Prepare the Kefir Pancake Batter:

  1. In a bowl, whisk together eggs, salt, kefir, and baking soda.
  2. Gradually add 200 g of flour, mixing until smooth.
  3. Add the remaining 100 g of flour and mix until well combined.
  4. Set aside the batter to rest for 5-10 minutes.

Cook the Stir-Fry:

  1. Heat olive oil in a pan over medium heat.
  2. Add the chopped shallot and fry for about 2 minutes, until softened.
  3. Add the sliced carrots and fry for another 2 minutes.
  4. Add the shredded cabbage, season with salt and black pepper, and fry for about 5 minutes until the vegetables are tender-crisp.
  5. Transfer the stir-fry to a plate and set aside.

Cook the Kefir Pancakes:

  1. Heat a bit of olive oil in a pan over medium heat.
  2. Pour a small amount of batter (around 1/4 cup) into the pan, spreading it evenly into a circle.
  3. Fry for about 2 minutes on one side, or until bubbles appear on the surface and the edges begin to set.
  4. Gently flip the pancake and cook for another minute, or until golden brown.
  5. Repeat with the remaining batter, adding more oil as needed.

Serve:

  1. Plate the kefir pancakes and top with the rainbow veggie stir-fry.
  2. Drizzle with maple syrup, honey, or your favorite fruit compote (optional).
  3. Enjoy!

Serving Suggestions

  • Drizzle the pancakes with maple syrup, honey, or your favorite fruit compote.
  • Add a dollop of yogurt or whipped cream for extra richness.
  • Serve the stir-fry alongside the pancakes for a complete meal.
  • For a heartier option, top the pancakes with scrambled eggs or smoked salmon.

Cooking Tips

  • Don’t overmix the pancake batter. A few lumps are perfectly fine and will contribute to a lighter texture.
  • Let the pancake batter rest for 5-10 minutes before cooking. This allows the gluten to relax, resulting in fluffier pancakes.
  • Use a non-stick pan for easy flipping of the pancakes.
  • Adjust the amount of vegetables in the stir-fry to your liking. You can add other vegetables like broccoli, bell peppers, or mushrooms.
  • Don’t overcrowd the pan when cooking the stir-fry. This will steam the vegetables instead of searing them.

Nutritional Benefits

  • Kefir is a fermented milk drink packed with probiotics, which are beneficial for gut health.
  • The pancakes are a good source of protein from the eggs and kefir.
  • The stir-fry provides a variety of vitamins and minerals from the vegetables.

Dietary Information

This recipe is naturally gluten-free as long as you use gluten-free flour. It can also be easily made vegan by using a vegan egg substitute and plant-based milk kefir alternative.

Storage

Leftover pancakes can be stored in an airtight container in the refrigerator for up to 3 days. Reheat them gently in a pan or microwave. Leftover stir-fry can be stored in a similar way for up to 2 days.
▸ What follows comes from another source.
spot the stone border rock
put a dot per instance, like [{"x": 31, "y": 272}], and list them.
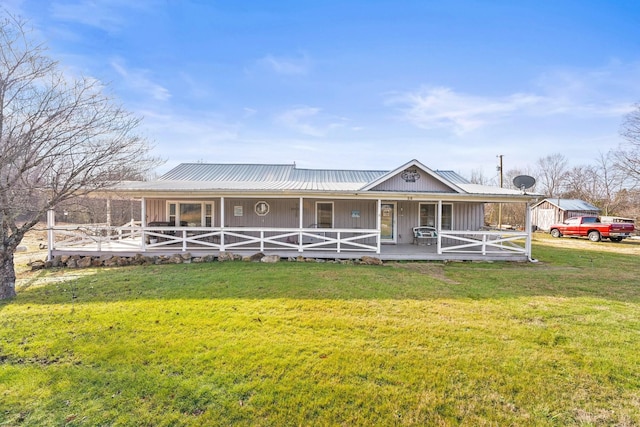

Why You’ll Love This Recipe

  • Quick and Easy: This recipe comes together in under 30 minutes, making it perfect for busy weeknights.
  • Healthy and Delicious: The combination of fluffy pancakes and a nutritious stir-fry provides a satisfying and balanced meal.
  • Customizable: Feel free to adjust the ingredients and toppings to fit your preferences and dietary needs.